Ihre weibliche Berner Kundschaft setze gerne auf Natur, färbe die Haare nicht bis ins hohe Alter, wisse vor allem genau, was sie wolle, sagt Margrit Hofer. «Das ist praktisch für uns.»

Dauerwelle verschwindet

Die Zeiten, wo sich grauhaarige ältere Frauen im Monat einmal eine klassische Dauerwelle machen liessen, sind in der Stadt und auf dem Land vorbei. Als junge Coiffeuse habe sie noch regelmässig Dauerwellen machen müssen, erinnert sich Margrit Hofer. «Heute sind es noch zwei oder drei pro Jahr. Wer das noch machen lässt, ist in der Regel über 80 Jahre alt.»

«Wir Coiffeusen schauen die Menschen ganzheitlich an und machen nicht einfach etwas, weil es Mode ist.»Margrit Hofer Bieri

Das Frisurenspek­trum sei breiter geworden. Die Haare werden typengerecht geschnitten und frisiert. «Wir Coiffeusen schauen die Menschen ganzheitlich an und machen nicht einfach etwas, weil es Mode ist.» Die Fotos in den Trendheften gäben einfach eine Idee, könnten dazu inspirieren, was dann angepasst an der Kundin, ausgeführt wird.

Beratung wird auf dem Land grössergeschrieben als in der Stadt. Das heisst, in Trubschachen werden Coiffeuse oder Coiffeur oft um Rat gefragt, um eine neue Idee. «Die Menschen auf dem Land sind offen für Neues und lassen sich auch gerne auf ein Experiment ein», sagt Margrit Hofer.

Das Vertrauen zählt

Dass die Ratschläge der Coiffeuse willkommen sind, zeigt sich am Beispiel von Susanne Stucki. Die Frau aus Schangnau sitzt im Salon Bieri in Trubschachen auf einem Stuhl. Sie lässt sich von Coiffeuse Rita Eichenberger die langen schwarzen Locken kämmen. Sie stört sich am hellen Haaransatz.
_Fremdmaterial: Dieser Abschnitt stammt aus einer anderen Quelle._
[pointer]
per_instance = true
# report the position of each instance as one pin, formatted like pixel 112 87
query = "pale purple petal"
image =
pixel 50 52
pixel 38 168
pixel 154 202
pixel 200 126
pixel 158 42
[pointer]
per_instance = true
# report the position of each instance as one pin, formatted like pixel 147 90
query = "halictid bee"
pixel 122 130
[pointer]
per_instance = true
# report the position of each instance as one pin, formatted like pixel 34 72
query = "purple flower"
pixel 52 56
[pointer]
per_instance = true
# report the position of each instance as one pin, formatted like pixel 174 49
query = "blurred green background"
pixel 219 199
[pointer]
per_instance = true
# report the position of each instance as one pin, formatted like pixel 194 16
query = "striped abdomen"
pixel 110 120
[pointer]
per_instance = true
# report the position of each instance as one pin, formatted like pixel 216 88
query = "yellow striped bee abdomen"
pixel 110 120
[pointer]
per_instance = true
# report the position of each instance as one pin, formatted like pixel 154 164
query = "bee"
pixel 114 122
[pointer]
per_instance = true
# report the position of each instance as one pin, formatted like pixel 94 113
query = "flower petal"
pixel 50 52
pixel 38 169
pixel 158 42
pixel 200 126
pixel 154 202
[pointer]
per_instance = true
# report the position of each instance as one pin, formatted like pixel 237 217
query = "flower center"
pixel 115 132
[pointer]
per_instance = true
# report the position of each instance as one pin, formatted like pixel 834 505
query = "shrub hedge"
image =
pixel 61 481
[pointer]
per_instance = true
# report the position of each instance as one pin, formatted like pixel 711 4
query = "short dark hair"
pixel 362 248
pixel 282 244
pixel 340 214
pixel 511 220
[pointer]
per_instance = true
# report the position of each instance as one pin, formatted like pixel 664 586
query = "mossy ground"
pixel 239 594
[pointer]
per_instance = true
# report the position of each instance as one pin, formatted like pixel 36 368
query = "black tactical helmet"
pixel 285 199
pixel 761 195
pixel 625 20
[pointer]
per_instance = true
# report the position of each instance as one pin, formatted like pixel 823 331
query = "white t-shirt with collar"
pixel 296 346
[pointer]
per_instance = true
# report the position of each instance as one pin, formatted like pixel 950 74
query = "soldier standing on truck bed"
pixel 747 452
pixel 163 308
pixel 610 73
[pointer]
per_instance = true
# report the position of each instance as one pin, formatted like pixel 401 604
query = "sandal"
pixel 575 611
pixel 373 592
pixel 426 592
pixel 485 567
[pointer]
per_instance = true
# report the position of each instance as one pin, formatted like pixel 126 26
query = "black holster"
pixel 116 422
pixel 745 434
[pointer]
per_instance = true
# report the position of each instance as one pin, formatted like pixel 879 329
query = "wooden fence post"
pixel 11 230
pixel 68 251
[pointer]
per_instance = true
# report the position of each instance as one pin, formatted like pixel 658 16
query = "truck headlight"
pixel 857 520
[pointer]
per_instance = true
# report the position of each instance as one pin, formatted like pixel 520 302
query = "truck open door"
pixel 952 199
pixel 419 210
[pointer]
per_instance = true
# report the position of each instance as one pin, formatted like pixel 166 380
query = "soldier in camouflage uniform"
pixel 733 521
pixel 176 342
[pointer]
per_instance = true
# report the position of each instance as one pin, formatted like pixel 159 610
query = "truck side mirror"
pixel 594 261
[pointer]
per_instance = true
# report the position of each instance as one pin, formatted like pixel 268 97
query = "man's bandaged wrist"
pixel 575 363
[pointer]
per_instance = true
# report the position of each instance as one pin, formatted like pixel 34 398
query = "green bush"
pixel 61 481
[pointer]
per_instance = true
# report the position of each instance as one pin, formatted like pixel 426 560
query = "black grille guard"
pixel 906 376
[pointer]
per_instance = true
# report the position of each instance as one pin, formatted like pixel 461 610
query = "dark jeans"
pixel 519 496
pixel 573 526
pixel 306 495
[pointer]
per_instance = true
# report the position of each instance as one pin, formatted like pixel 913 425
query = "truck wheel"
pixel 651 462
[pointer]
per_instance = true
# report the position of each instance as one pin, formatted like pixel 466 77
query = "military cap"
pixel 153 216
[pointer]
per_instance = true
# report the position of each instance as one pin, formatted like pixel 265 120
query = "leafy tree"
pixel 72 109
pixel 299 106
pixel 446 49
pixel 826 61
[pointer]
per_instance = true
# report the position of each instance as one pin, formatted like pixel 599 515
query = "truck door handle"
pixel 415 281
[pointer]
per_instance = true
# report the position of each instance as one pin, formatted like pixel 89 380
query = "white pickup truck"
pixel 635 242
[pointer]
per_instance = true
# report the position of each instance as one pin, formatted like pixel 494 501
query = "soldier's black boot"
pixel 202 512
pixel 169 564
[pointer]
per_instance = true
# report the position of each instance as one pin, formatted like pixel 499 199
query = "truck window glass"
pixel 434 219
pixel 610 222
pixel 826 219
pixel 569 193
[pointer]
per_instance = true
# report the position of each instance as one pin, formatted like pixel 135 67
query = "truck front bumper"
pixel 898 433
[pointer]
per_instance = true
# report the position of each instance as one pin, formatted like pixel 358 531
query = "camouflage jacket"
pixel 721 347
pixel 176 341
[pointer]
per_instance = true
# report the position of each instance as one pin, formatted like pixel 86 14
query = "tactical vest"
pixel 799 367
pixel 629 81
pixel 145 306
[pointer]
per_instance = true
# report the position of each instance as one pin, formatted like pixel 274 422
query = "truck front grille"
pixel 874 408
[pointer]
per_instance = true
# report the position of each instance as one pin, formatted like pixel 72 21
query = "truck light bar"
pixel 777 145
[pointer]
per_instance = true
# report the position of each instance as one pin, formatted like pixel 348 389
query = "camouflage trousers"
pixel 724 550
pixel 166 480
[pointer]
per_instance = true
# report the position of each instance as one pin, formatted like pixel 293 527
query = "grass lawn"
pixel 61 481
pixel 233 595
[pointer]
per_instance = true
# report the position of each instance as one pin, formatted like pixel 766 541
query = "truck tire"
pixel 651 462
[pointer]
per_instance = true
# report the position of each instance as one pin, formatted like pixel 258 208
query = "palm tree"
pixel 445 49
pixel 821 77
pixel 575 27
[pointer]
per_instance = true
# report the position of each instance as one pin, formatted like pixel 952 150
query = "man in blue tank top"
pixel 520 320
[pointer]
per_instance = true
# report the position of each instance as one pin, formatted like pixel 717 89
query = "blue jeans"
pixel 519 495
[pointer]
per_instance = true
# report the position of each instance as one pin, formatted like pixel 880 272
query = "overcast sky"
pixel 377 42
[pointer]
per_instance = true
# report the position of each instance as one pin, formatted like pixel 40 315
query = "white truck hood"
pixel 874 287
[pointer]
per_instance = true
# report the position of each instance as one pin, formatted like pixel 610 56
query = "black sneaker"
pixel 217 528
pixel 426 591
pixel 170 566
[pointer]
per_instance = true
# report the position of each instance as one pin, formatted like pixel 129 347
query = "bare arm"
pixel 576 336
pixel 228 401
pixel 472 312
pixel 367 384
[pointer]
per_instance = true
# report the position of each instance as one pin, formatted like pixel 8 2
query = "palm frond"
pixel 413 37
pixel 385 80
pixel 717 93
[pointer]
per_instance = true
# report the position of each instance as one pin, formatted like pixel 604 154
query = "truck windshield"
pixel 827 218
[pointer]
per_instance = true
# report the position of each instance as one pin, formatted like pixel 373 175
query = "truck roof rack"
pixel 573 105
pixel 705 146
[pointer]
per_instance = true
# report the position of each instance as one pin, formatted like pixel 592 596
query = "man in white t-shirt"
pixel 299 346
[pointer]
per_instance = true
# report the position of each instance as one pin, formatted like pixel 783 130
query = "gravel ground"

Auf dem Land ist Beratung gefragt: Im Salon Bieri in Trubschachen lässt sich Susanne Stucki von Rita Eichenberger die Haare schneiden. Bild: Nicole Philipp

Die Fachfrau rät zu dunkelblonden Mèches, die den Kontrast zwischen dunklem und hellem Haar ausgleichen. Susanne Stucki ist einverstanden und Rita Eichenberger beginnt zu arbeiten – eine typische Situation auf dem Lande. Man kennt und vertraut sich. Das komme allerdings auch in Bern vor, wendet die Chefin ein.

Stühle vom Grossvater

Margrit Hofer ist in Trubschachen aufgewachsen. Sie kennt fast alle Kundinnen und Kunden und weiss, wie sehr das Vertrauen zählt. «Jetzt, wo ich älter bin, schätze ich diese Atmosphäre», sagt sie und führt durch den Salon. Im hinteren Teil ist die Herrenabteilung mit drei alten eng­lischen Coiffeurstühlen. «Die hat noch mein Grossvater gekauft, sie sind mindestens 50 Jahre alt», sagt sie und zeigt auf die Wartestühle an der Wand, denn auf dem Land kommen Männer auch oft unangemeldet zum Coiffeur. Einige lassen sich die Haare nur von Hansueli Bieri schneiden, dem Vater der heutigen Saloninhaber. Er ist 77 und hilft noch immer regelmässig aus.

Jetzt ist auch Susanne Stuckis neue Frisur fertig. In ihren dichten Locken leuchten helle Strähnen. In diesem Fall ist das Klischee der Landfrau mit der «frechen» Frisur erfüllt. Obschon: Solche gibt es durchaus auch in der Stadt. So tief ist der Frisurengraben zwischen Stadt und Land nun auch wieder nicht.